Add Automated Data and Logic Tests¶

Run tests regularly to catch problems with data, bugs in new code, and regressions in existing code.

If you make a change to an analytic pipeline, how do you know that you did not break anything? Between the anxiety and the phone calls at odd hours, a data analytics professional might not sleep well when changes are made to a business-critical system. A robust set of automated tests that check both data and code can prevent IT emergencies.

Example of a value pipeline

Test throughput in the data analytic pipeline¶

Automated testing insures that a feature release is of high quality without requiring time-consuming, manual testing. The idea in DataOps is that every time a data analytics team member makes a change, they add a test for that change. There are two categories of tests:

Logic tests: cover the code in a data pipeline.
Data tests: cover the data as it flows by in production.

Testing is expanded incrementally, with the addition of each feature, so testing gradually improves and quality is literally built in. In a big run, there could be hundreds of tests at each stage in the pipeline. Every time a release is deployed to users, the tests are run to validate the functionality of the release. Each one of those tests is an insurance policy against critical failures. This is bound to improve the mental well-being of the data analytics professional.

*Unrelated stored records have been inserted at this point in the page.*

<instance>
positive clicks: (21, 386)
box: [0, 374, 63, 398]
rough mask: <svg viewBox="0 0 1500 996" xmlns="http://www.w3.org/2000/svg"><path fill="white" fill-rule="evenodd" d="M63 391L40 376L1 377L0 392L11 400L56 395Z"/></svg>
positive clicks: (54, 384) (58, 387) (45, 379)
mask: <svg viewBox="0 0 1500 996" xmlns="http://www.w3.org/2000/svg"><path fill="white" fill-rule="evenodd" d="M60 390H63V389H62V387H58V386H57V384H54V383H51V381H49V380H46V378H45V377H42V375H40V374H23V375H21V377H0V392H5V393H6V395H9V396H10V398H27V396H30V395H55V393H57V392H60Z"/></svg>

Adding tests in data analytics is analogous to the statistical process controls that are implemented in a lean manufacturing operations flow. Tests insure the integrity of the final output by verifying that work-in-progress (the result of intermediate steps in the pipeline) matches expectations. Testing can be applied to data, models, and logic. The table below shows examples of tests in the data analytics pipeline:

Inputs

Business logic

Outputs

Verifying the inputs to an analytics processing stage

Count verification: check that row counts are in the right range.
Conformity: US zip codes are five digits, US phone numbers are 10.
History: the number of prospects always increases.
Balance: week over week, sales should not vary by more than 10%.
Temporal consistency: transaction dates are in the past, end dates are later than start dates.
Application consistency: body temperature is within a normal range.
Field validation: all required fields are present and correctly entered.

Checking that the data matches business assumptions

Customer validation: each customer should exist in a dimension table.
Data validation: 90% of data should match entries in a dimension table.

Checking the results of an operation, for example, a cross-product join

Completeness: number of customer prospects should increase with time.
Range verification: number of physicians in the US is less than 1.5 million.

Apply tests to inputs, business logic, and outputs¶

At least one test should be implemented for every step in the pipeline. The DataOps philosophy is to start with simple tests and grow over time. Even a simple test will eventually catch an error before it is released to the users. For example, just making sure that row counts are consistent throughout the process can be very powerful. One could easily make a mistake on a join, and make a cross-product, which fails to execute correctly. A simple row-count test would quickly catch that.

Tests can detect warnings in addition to errors. A warning might be triggered if data exceeds certain boundaries. For example, the number of customer transactions in a week may be OK if it is within 90% of its historical average. If the transaction level exceeds that, then a warning could be flagged. This might not be an error. It could be a seasonal occurrence for example, but the reason would require investigation. Once recognized and understood, the users of the data could be alerted. Warnings can be a powerful business tool that helps the company understand its business better.

DataOps is not about being perfect. In fact, it acknowledges that code is imperfect. It's natural that a data analytics team will make the best effort, yet still miss something. If so, they can determine the cause of the issue and add a test so that it never happens again. In a rapid-release environment, a fix can quickly propagate out to the users.

With a suite of tests in place, DataOps allows you to move fast because you can make changes and quickly rerun the test suite. If the changes pass the tests, then the data analytics team member can be confident and release them. Knowledge is thus built into the system and the process stays under control. Tests catch potential errors and warnings before they are released so the quality remains high. When quality is ensured, the data analytics team can operate faster, with a high degree of confidence.